You're forgetting that our Vice-President-for-Life only hunts out of vehicles. And then only animals that are tied down, sick or wounded. I don't know which Harry Whittington was, but I guarantee he was one of those.
The residence will feature a water-boardin' room and an escape tunnel to the CIA heli-pad.
It's much less than 2,000 feet when you go into the private study, pull out a hard cover first edition of "The Clansman", step into the secret elevator (after the retina scan), enter the dungeon (complete with tools dating to the Inquisition), and take the moving sidewalk to CIA HQ.

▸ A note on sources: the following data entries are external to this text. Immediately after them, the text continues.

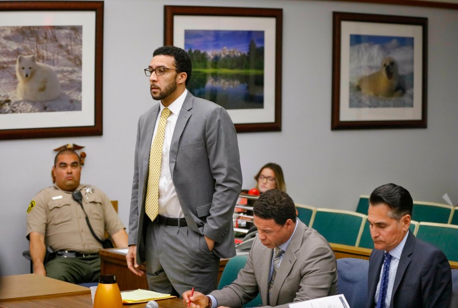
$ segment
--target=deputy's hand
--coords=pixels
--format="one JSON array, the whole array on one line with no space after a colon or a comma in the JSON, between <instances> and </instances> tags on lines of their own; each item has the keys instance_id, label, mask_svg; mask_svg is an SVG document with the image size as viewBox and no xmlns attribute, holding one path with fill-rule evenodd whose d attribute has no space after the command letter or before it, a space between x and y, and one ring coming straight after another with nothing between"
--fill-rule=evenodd
<instances>
[{"instance_id":1,"label":"deputy's hand","mask_svg":"<svg viewBox=\"0 0 458 308\"><path fill-rule=\"evenodd\" d=\"M127 268L137 276L142 276L143 271L138 268L137 264L137 245L131 245L126 255L126 260L127 261Z\"/></svg>"},{"instance_id":2,"label":"deputy's hand","mask_svg":"<svg viewBox=\"0 0 458 308\"><path fill-rule=\"evenodd\" d=\"M185 304L187 305L188 302L191 301L189 308L203 308L208 303L208 298L201 292L194 291L192 296L189 297L190 295L191 290L190 290L186 291L181 295L183 297L183 302Z\"/></svg>"},{"instance_id":3,"label":"deputy's hand","mask_svg":"<svg viewBox=\"0 0 458 308\"><path fill-rule=\"evenodd\" d=\"M34 266L34 273L41 276L46 275L46 270L45 269L44 266Z\"/></svg>"},{"instance_id":4,"label":"deputy's hand","mask_svg":"<svg viewBox=\"0 0 458 308\"><path fill-rule=\"evenodd\" d=\"M215 246L215 241L209 237L207 237L205 235L204 237L205 238L205 241L207 242L207 245L208 246L208 250L210 251L213 250L213 247Z\"/></svg>"}]
</instances>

Is "retirement house" some kind of neocon doublespeak for "maximum security black-site undisclosed location with hundreds of miles of underground tunnels where Cheney entertains fellow war criminals with crazy orgies like that weird party in Eyes Wide Shut, but only this time it's an all-gay affair"?

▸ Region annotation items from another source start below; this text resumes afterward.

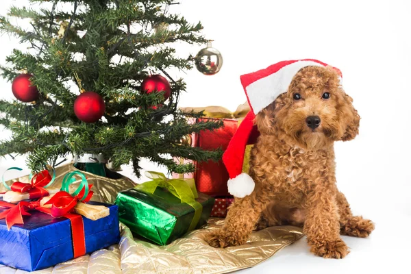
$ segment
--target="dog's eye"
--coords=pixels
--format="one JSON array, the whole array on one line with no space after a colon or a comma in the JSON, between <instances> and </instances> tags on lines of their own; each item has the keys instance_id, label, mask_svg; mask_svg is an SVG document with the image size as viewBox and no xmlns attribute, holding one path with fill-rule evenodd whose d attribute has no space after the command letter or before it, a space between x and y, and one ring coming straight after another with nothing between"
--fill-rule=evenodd
<instances>
[{"instance_id":1,"label":"dog's eye","mask_svg":"<svg viewBox=\"0 0 411 274\"><path fill-rule=\"evenodd\" d=\"M324 92L323 93L323 99L329 99L331 97L331 95L329 92Z\"/></svg>"},{"instance_id":2,"label":"dog's eye","mask_svg":"<svg viewBox=\"0 0 411 274\"><path fill-rule=\"evenodd\" d=\"M292 95L292 99L296 101L301 100L301 95L299 93L294 93L294 95Z\"/></svg>"}]
</instances>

That's also right next to Ft. Marcy Park, lots of good hunting there... most dangerous game...
What size safes? Man? Woman? Horse?
Did you factor the cost of the 2000 ft tunnel into the cost of this teeny McMansion? That, and the battery-powered golf cart to get our favorite dark lord back and forth to HQ would add some to the price.
It's where Uncle Dickie plays his games
@Destonio: Sorry Destonio, but truth is always scarier than fiction.
@TJBeck: He will probably have all three, and all shall be his sex-slaves.
You have to have room for shackles... Rummy loves shackles.
Welcome to...Dragonprycke.
That's nothing. Dick Cheney's consciousness will merge with DOD computer networks by 2010 at the latest. He's already more machine than man.
@Gopherit: That is my favorite photograph of ever, and you deserve some kind of Freedom Medal bullshit for putting it front of our eyes once again. Maybe I'll give you the Fanta that I was awarded earlier today. Or you can have the McCain dry-rub if you prefer, though I was looking forward to it myself.
@el topo:TY. I try. Keep your Fanta and dry rub. They were hard won.
I hate the man, but I can't deny that he swings some serious pipe. I just want to know if it's the hot dog vendor turning him on, or if there are pitbulls playing tug-of-war with a baby harp seal just out of frame.
@Gopherit: I clicked on that picture. It took me a minute for my brain to process what my eyes were seeing. And then I wept.
America finally gets its own Chunnel
@Gopherit: "I hate the man, but I can't deny that he swings some serious pipe."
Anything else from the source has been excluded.